EV: For example in Spain my mom and I went to The Festival of the Patios, which happens in Cordoba each spring. It’s in this town where all of these homes are built around courtyards. So during the festival you walk around these beautiful houses and go into everyone’s courtyard. It’s the antithesis of shelter in place. And it’s not like a home-erama or some fancy design showcase. They’re just everyday folks doing interesting things with their flowers and fountains and the home owners are sitting there sometimes with a cat and you just talk to them. You’re literally just spending the afternoon wandering through people’s homes. Things like that I think are very special because they give such great insight into a really specific regional culture and the way people live.


“My approach to design is always go slow to go fast and my approach to trips is meticulously plan to wing it.”

O+A: I know you often plan your trips to coincide with arts festivals.
I do typically plan my travel around an art event.

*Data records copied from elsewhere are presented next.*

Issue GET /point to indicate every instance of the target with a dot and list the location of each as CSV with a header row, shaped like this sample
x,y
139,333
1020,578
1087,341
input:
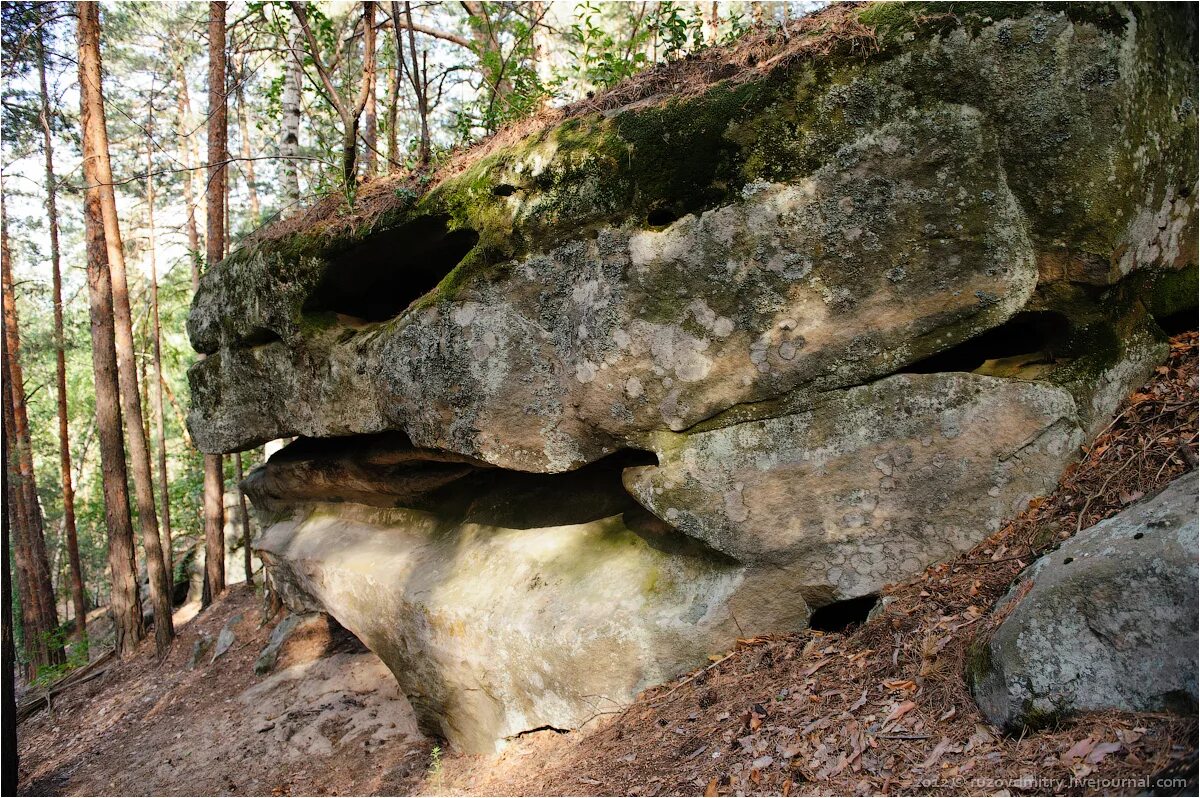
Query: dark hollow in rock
x,y
1181,322
379,277
843,615
1031,331
661,217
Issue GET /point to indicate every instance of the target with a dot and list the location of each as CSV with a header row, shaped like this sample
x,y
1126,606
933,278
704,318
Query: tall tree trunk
x,y
156,407
127,375
15,508
246,150
415,77
370,67
11,761
394,160
219,126
289,132
349,114
43,607
245,523
184,115
125,603
487,47
52,211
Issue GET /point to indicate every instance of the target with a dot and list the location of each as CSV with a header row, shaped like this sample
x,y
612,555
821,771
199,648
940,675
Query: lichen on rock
x,y
852,306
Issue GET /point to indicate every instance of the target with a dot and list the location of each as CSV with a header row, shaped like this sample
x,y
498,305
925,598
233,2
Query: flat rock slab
x,y
1107,622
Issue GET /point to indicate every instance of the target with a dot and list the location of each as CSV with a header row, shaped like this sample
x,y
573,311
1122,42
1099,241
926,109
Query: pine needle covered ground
x,y
881,707
885,707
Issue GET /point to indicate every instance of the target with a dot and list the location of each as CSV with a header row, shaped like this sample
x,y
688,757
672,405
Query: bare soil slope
x,y
880,707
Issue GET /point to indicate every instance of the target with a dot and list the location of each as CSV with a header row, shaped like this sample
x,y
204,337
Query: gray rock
x,y
525,600
1107,622
227,637
199,648
777,286
868,486
852,225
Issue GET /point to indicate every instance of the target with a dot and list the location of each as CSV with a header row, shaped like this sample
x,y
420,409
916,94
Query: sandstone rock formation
x,y
651,378
1105,622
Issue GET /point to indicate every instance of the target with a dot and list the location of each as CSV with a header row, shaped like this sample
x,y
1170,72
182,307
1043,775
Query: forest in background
x,y
316,99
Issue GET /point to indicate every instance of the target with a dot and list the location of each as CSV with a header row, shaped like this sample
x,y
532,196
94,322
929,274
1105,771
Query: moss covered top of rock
x,y
690,136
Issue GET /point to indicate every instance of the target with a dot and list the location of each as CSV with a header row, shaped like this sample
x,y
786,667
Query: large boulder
x,y
613,391
1107,622
522,600
807,227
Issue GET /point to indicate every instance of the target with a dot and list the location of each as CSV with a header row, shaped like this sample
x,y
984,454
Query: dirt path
x,y
329,720
881,707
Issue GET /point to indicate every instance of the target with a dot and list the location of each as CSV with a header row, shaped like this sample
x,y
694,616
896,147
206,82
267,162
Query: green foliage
x,y
605,58
77,657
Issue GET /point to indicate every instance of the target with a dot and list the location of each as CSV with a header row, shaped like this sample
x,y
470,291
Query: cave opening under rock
x,y
384,274
843,615
1030,331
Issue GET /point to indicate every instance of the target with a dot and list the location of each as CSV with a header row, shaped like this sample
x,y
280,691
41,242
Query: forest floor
x,y
881,707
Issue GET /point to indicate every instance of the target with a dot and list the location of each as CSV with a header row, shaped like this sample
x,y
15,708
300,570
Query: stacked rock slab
x,y
653,378
1105,622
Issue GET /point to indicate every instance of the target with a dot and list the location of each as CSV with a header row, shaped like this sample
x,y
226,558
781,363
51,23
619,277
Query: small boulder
x,y
1105,622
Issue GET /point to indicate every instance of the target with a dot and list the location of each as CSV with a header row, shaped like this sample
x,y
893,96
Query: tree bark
x,y
219,127
127,373
52,211
11,761
246,150
184,108
156,406
370,66
125,603
43,607
394,114
289,129
245,523
15,507
415,78
347,113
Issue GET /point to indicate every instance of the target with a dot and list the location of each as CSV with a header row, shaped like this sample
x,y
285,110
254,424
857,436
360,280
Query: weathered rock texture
x,y
1107,622
853,310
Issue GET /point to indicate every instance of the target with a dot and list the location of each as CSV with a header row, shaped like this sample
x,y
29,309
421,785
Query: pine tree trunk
x,y
11,761
289,132
245,523
41,588
184,108
214,473
156,406
246,150
127,377
371,135
15,508
125,603
394,160
52,211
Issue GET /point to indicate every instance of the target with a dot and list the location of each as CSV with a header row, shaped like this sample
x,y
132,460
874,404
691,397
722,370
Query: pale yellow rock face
x,y
647,381
867,486
492,630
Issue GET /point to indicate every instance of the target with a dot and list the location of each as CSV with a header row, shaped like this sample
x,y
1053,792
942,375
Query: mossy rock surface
x,y
853,307
1105,622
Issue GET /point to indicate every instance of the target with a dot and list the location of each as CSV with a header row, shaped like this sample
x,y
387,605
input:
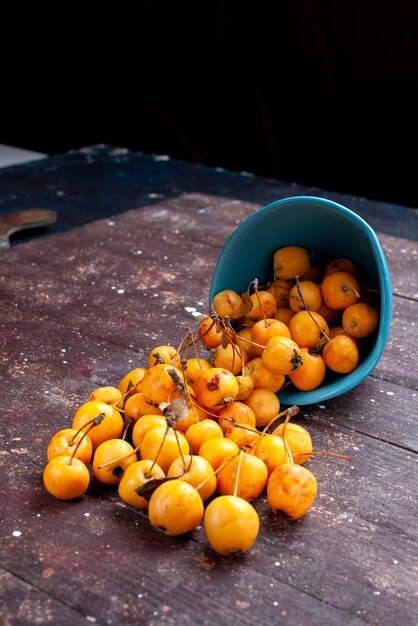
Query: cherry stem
x,y
241,456
221,467
308,311
286,445
91,424
95,421
290,412
160,448
181,451
255,285
121,458
128,424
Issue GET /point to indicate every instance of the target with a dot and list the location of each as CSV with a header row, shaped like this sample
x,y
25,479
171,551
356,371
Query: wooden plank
x,y
125,180
352,559
23,604
355,548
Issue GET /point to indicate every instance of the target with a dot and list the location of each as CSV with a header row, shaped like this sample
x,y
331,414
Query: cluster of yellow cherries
x,y
192,439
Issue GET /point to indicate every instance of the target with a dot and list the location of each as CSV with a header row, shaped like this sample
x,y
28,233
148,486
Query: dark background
x,y
320,93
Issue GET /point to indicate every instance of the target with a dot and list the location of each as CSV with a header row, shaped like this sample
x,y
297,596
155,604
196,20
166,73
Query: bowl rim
x,y
348,381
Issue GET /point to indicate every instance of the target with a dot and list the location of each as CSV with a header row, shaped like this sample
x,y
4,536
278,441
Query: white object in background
x,y
12,156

And I use that as sort of the grounding and then find other things to do before and after. I was in London at the Tate over Thanksgiving and after I got through the Olafur Eliasson exhibit there was a room set up like a lab that had his clippings from articles and magazines. I was immediately drawn to this article that talked about how for people who love art viewing it, particularly alone, is akin to falling in love. You have a different experience when you view art alone than when you view it with someone else. When you are fully immersed in art by yourself something happens chemically in your brain, and it’s the same chemical reaction that you feel when you’re falling in love with someone. That to me was like a light bulb going off. Because it was putting science and words to what I had been feeling more and more for the past handful of years.

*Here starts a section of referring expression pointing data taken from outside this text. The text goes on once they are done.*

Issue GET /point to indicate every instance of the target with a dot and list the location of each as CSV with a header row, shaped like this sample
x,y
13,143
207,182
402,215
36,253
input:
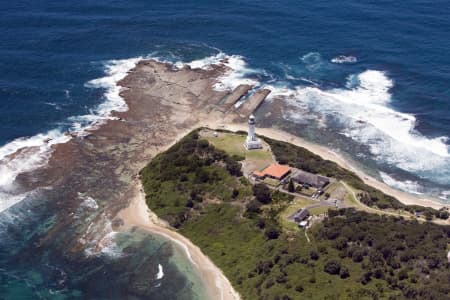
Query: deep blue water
x,y
50,49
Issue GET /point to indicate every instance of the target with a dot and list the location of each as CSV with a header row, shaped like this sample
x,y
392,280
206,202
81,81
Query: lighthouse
x,y
252,142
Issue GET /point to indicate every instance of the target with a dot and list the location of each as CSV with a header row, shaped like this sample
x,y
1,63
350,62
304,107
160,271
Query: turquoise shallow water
x,y
367,79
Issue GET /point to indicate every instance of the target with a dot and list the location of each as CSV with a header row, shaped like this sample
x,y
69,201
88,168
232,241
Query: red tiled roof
x,y
259,174
276,170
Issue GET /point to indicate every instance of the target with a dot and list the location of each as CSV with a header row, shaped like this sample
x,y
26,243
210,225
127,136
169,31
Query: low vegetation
x,y
303,159
352,255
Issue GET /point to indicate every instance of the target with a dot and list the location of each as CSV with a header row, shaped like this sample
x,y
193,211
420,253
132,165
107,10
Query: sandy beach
x,y
198,112
164,104
326,153
138,214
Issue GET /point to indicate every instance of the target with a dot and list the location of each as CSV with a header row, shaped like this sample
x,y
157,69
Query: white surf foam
x,y
408,186
160,273
343,59
237,73
367,118
88,202
29,153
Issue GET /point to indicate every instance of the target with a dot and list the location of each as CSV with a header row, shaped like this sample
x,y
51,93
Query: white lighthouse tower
x,y
252,142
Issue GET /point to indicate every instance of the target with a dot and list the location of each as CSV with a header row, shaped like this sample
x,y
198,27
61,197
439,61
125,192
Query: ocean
x,y
369,80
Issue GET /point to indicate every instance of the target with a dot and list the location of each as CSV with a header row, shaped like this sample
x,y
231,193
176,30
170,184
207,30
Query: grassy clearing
x,y
233,144
352,254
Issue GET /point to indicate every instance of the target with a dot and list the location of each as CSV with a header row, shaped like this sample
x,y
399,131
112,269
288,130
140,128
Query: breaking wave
x,y
366,116
26,154
342,59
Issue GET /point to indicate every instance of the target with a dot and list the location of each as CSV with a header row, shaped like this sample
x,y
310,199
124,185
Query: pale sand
x,y
326,153
138,214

O+A: So putting art at the center of your travel is a way of guaranteeing you are going to love the trip.
EV: Yeah. Last one, for example, was a double header. I started at the Biennale in Venice and ended at Dutch Design Week in Eindhoven. And I thought, well there’s a lot of stuff in between. So I took the train up to Lake Lucerne and then I went to Zurich, which exceeded all my expectations. I absolutely loved it. It was really easy to get around, incredibly clean and the architecture was phenomenal. There’s a design museum in an old Bauhaus building where they have all the flat files and curiosity cabinets for you to open. Every one of them is like a Christmas present—you don’t know what’s going to be inside. And they had all of the things that I studied in graphic design school: the great typographers and the great illustrators and the great logos. You’re opening files, and there’s Weingart and his hand drawings of his typeface with his mark-ups. And you see how like even the masters of the masters have this sketchy, rough, imperfect sketching process and it’s so humanizing. Like most designers I feel like nothing I do is ever good enough. And when you look at this you realize some of the most beautiful, lauded typefaces in the world started with a lousy sketch. It was great to see.

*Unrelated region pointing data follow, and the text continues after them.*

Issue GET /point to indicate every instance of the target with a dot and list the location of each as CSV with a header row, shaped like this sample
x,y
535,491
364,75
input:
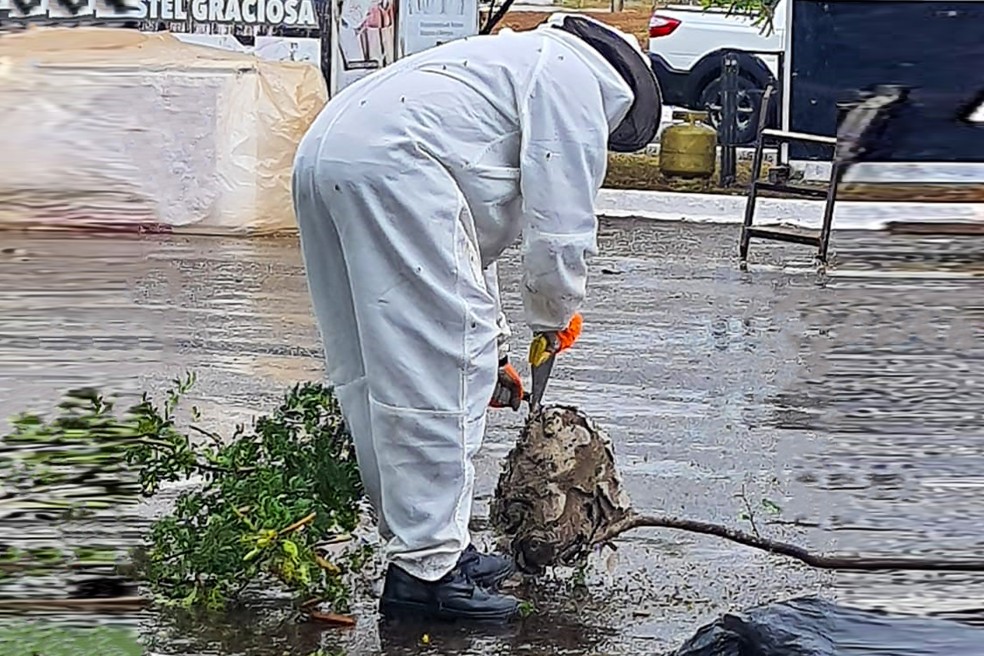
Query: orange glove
x,y
569,335
546,344
508,391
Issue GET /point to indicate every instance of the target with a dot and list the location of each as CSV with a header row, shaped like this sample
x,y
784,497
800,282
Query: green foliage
x,y
264,497
762,12
53,639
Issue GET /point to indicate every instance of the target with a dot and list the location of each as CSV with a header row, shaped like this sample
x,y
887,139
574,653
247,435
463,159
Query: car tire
x,y
749,96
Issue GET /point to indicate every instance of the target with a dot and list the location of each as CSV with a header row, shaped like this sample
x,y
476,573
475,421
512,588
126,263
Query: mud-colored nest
x,y
559,491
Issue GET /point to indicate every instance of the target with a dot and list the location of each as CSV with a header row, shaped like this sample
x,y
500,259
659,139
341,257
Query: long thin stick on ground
x,y
821,561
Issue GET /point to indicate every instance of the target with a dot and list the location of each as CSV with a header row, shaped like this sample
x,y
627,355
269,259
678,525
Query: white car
x,y
686,46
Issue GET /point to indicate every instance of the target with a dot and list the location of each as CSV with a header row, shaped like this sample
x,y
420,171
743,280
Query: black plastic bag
x,y
815,627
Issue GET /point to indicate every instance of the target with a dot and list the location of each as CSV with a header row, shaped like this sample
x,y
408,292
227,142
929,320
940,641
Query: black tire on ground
x,y
749,96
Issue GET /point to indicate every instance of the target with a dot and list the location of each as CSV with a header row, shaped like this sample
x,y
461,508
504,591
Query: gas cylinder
x,y
688,149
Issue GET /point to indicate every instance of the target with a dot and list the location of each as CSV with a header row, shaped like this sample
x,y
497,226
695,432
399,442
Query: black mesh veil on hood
x,y
639,127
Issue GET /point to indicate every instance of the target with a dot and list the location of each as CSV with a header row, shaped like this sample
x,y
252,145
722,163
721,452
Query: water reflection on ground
x,y
852,401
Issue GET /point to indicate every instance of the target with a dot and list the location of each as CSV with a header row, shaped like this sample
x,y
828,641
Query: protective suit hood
x,y
637,127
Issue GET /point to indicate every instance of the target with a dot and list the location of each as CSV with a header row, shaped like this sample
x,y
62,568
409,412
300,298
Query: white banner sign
x,y
273,13
287,13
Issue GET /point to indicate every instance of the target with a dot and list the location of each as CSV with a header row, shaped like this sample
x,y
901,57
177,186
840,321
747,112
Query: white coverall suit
x,y
407,188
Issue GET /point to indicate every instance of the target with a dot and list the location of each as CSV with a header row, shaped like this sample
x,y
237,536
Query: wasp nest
x,y
559,490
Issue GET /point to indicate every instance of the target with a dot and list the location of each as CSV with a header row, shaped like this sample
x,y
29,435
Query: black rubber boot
x,y
487,570
454,597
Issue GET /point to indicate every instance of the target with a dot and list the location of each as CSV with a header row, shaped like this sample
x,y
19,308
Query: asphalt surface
x,y
850,401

O+A: That’s one thing travel always does—reorients us, gives us a clearer view of where we are in relation to others.
EV: I was thinking the other day about this—how my internal energy is different when I’m traveling. I’m so carefree and curious, and I’ve had sort of a similar feeling at times during this Covid crisis. Because when I’m traveling I give myself permission to have a break from everything that is not in the moment, right? I know that I am on vacation. I am not thinking about deadlines or thinking about next year or next month. And I am not tuned in to any of the noise. Even though what we’re going through right now is very different and I’m not discovering new things and eating new foods and interacting with different people, there is a similarity in that internal energy. I don’t have to be anywhere than where I am right now. I can’t be.

O+A: So after Zurich…
EV: Well after Zurich, I went to Eindhoven for my third… or was it my fourth? Dutch Design Week. And then I went to Amsterdam.

O+A: You saved your favorite city for last.